Top 10 lists are ubiquitous this time of year. The media loves to compile lists and we love to read them. One can find lists to please all the tastes, ranging from popular subjects including; top 10 movies, top 10 music albums, and top 10 books and some less conventional topics, like National Geographic’s top 10 list of the weirdest life-forms of 2011, editor’s picks.
The past year was, sadly, a big year for research misconduct. Here it is our contribution to the top 10 lists: the major acts of scientific misconduct in 2011.

10. Sangiliyandi Gurunathan, professor of the Kalasalingam University in India was asked to resign, accused of data manipulation.

9. Salon, an award-winning online news and entertainment Web site retracted a controversial 2005 story by Robert F. Kennedy, Jr. linking a mercury-based preservative, formerly used in vaccines, to causing autism in children.

8. Oklahoma University puts professor accused of scientific malpractice under unpaid leave of absence.

7. Charles Monnett, a wild-life ecologist who studied polar bears is under investigation for scientific misconduct.

6. Scientist of Erasmus Medical Center in Rotterdam was fired for violation of academic integrity.

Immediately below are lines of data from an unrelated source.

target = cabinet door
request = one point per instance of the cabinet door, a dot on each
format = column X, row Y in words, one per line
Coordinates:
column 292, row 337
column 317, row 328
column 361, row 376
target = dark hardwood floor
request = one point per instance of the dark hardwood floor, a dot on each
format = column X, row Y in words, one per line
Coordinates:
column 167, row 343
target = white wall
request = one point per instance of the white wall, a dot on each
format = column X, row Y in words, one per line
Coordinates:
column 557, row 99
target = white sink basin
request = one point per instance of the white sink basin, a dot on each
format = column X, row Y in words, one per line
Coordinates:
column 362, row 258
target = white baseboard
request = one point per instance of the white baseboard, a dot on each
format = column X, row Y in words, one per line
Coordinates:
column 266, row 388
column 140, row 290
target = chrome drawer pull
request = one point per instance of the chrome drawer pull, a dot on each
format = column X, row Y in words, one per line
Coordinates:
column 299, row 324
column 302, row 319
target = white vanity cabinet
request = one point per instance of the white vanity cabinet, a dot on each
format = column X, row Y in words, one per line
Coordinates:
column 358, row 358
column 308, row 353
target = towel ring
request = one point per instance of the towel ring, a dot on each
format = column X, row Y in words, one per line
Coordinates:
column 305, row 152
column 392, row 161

5. Judy Mikovits, formerly the research director at the Whittemore Peterson Institute for Neuro-Immune Disease in Reno, Nevada, was fired for duplicating data in a study linking a virus to the chronic fatigue syndrome.

4. Former MIT researcher, Luk van Parijs was sentenced to house arrest, community service, and financial restitution.

3. Marc D. Hauser, a psychology professor, was found guilty of 8 cases of scientific misconduct will not return to teach at Harvard University.

2. Editors of 16 peer reviewed journals retracted Joachim Boldt’s papers based on “unethical” research.

1. Diederik Stapel, of Tilburg University, admitted falsifying data for dozen of papers that were published in the last decade.

The past year was a bad one for scientific integrity. Divulgation of cases of scientific misconducts used to be restricted to academic media, but the past year, many cases caught the attention of popular media outlets and the whole scientific community; researchers, journals, and editors took the heat.
We hope cases of scientific misconduct are reduced in 2012. The preoccupation with research integrity is increasing and many institutions and research foundations are working diligently to spread best practices in research and prepare scientists to be responsible and ethical contributors to the world of science. Never before have we seen so many people involved in promoting scientific integrity. Let’s make 2012 the year of ethics in science.